Opinion
No. 49A05-0507-CV-395.
August 3, 2006.
Appeal from the Marion Superior Court, No. 49D08-0501-AD-3279; The Honorable Charles J. Deiter, Judge.
Patricia M. Logue, Lambda Legal Defense and Education Fund, Inc., Chicago, IL, Barbara J. Baird, Law Office of Barbara J. Baird, Indianapolis, IN, Attorneys for Appellant.

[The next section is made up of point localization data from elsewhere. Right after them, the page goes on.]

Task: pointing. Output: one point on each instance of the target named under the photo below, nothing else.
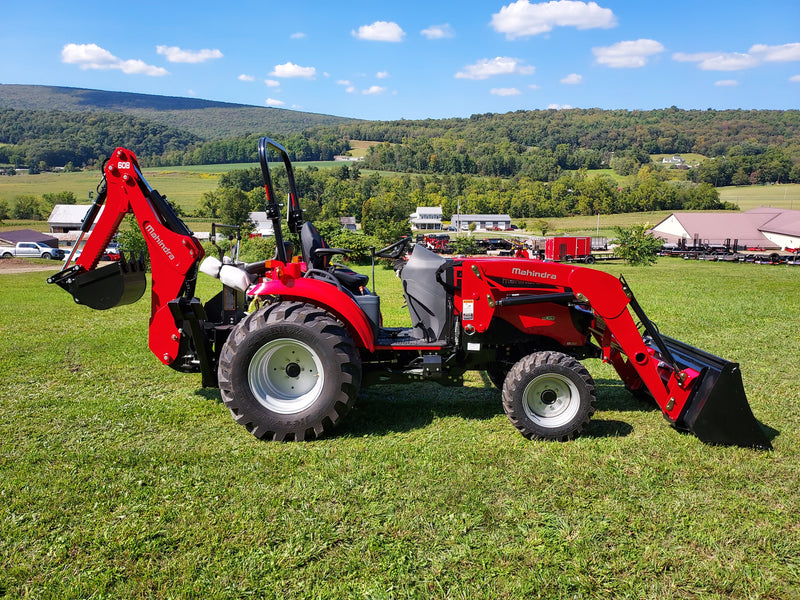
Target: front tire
(289, 371)
(549, 396)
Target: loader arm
(174, 253)
(695, 390)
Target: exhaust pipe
(117, 284)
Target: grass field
(120, 478)
(786, 195)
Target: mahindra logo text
(526, 273)
(157, 239)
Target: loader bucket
(117, 284)
(718, 411)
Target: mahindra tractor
(290, 340)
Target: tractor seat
(316, 254)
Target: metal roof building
(765, 228)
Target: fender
(325, 296)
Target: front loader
(291, 340)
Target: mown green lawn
(120, 478)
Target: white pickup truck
(31, 250)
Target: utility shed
(766, 228)
(68, 217)
(27, 235)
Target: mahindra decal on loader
(291, 340)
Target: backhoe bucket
(116, 284)
(717, 411)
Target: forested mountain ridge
(206, 119)
(82, 126)
(661, 131)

Steve Carter, Attorney General of Indiana, Frances H. Barrow, Deputy Attorney General Indianapolis, IN, Attorneys for Appellees.
Transfer denied.
By declining to accept transfer of this case, this Court is missing a valuable opportunity to address and resolve important questions left undecided in our recent decision in King v. S.B., 837 N.E.2d 965 (Ind. 2005). The appellant here is seeking transfer following a 2-1 decision of a panel of the Court of Appeals that approved the eligibility of a same-sex couple to adopt a child. In re Infant Girl W., 845 N.E.2d 229 (Ind.Ct.App. 2006). When a related controversy was before us in King, this Court issued a narrow decision permitting further consideration of a lawsuit filed by a former same-sex domestic partner seeking the equivalent of adoption rights to a child born of her former partner. The majority declined to consider the dissent's reasoning that existing Indiana statutory adoption law prevails over court-made common law; that judicial decisions should not intrude into the legislature's prerogative to determine public policy on social issues; and that the judiciary should not advance special policy interests that are contrary to the public policy demonstrably favored by Indiana citizens. King, 837 N.E.2d at 967-72 (Dickson, J., dissenting).

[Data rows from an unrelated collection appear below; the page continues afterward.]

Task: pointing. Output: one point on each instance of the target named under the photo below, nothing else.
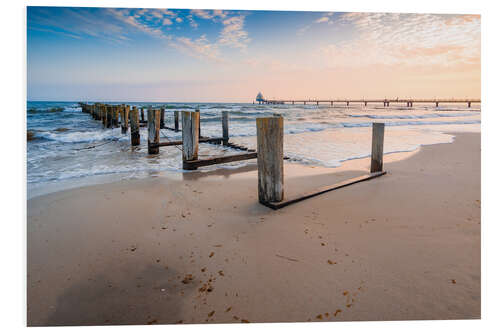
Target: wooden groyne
(269, 154)
(386, 102)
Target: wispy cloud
(388, 38)
(209, 14)
(233, 34)
(199, 48)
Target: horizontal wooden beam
(321, 190)
(179, 142)
(193, 165)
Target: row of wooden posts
(269, 152)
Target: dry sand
(198, 247)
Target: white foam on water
(314, 135)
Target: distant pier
(386, 102)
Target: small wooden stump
(225, 127)
(176, 120)
(126, 112)
(377, 147)
(103, 115)
(162, 118)
(190, 137)
(153, 131)
(115, 116)
(199, 122)
(270, 159)
(135, 137)
(122, 119)
(109, 117)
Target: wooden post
(103, 115)
(270, 158)
(97, 111)
(225, 127)
(127, 116)
(190, 137)
(162, 118)
(109, 116)
(176, 119)
(122, 119)
(153, 131)
(135, 137)
(115, 116)
(199, 122)
(124, 111)
(377, 147)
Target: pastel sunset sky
(119, 54)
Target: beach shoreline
(197, 247)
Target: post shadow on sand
(218, 172)
(144, 298)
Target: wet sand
(199, 248)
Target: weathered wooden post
(199, 122)
(135, 137)
(270, 158)
(176, 119)
(377, 147)
(122, 120)
(162, 118)
(153, 131)
(126, 118)
(109, 116)
(190, 137)
(103, 115)
(225, 127)
(116, 116)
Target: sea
(70, 149)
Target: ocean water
(70, 146)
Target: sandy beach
(198, 247)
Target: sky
(189, 55)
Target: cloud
(199, 48)
(322, 19)
(412, 39)
(209, 15)
(233, 33)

The majority opinion in King did not reject the points asserted by the dissent, but instead left them unresolved, stating: "We do not deem ourselves to have decided the various legal issues raised by the dissent." Id. at 967. Accentuating this point, Chief Justice Shepard's brief separate concurring opinion emphasized:
I write separately only to highlight what the majority has already said about the limited nature of today's ruling, which I see as far more modest than my friend Justice Dickson suggests. Whether any element of King's claims will be legally sustainable remains an open question for resolution after a hearing on the merits.
There was no subsequent hearing on the merits. Two months after our opinion was issued remanding the cause to the trial court, the plaintiff, Dawn King, voluntarily dismissed her complaint for declaration of status as a co-parent. Monroe Circuit Court 53C07-0310-0JP-613 entries of January 31, 2006 (motion filed) and February 1, 2006 (motion granted).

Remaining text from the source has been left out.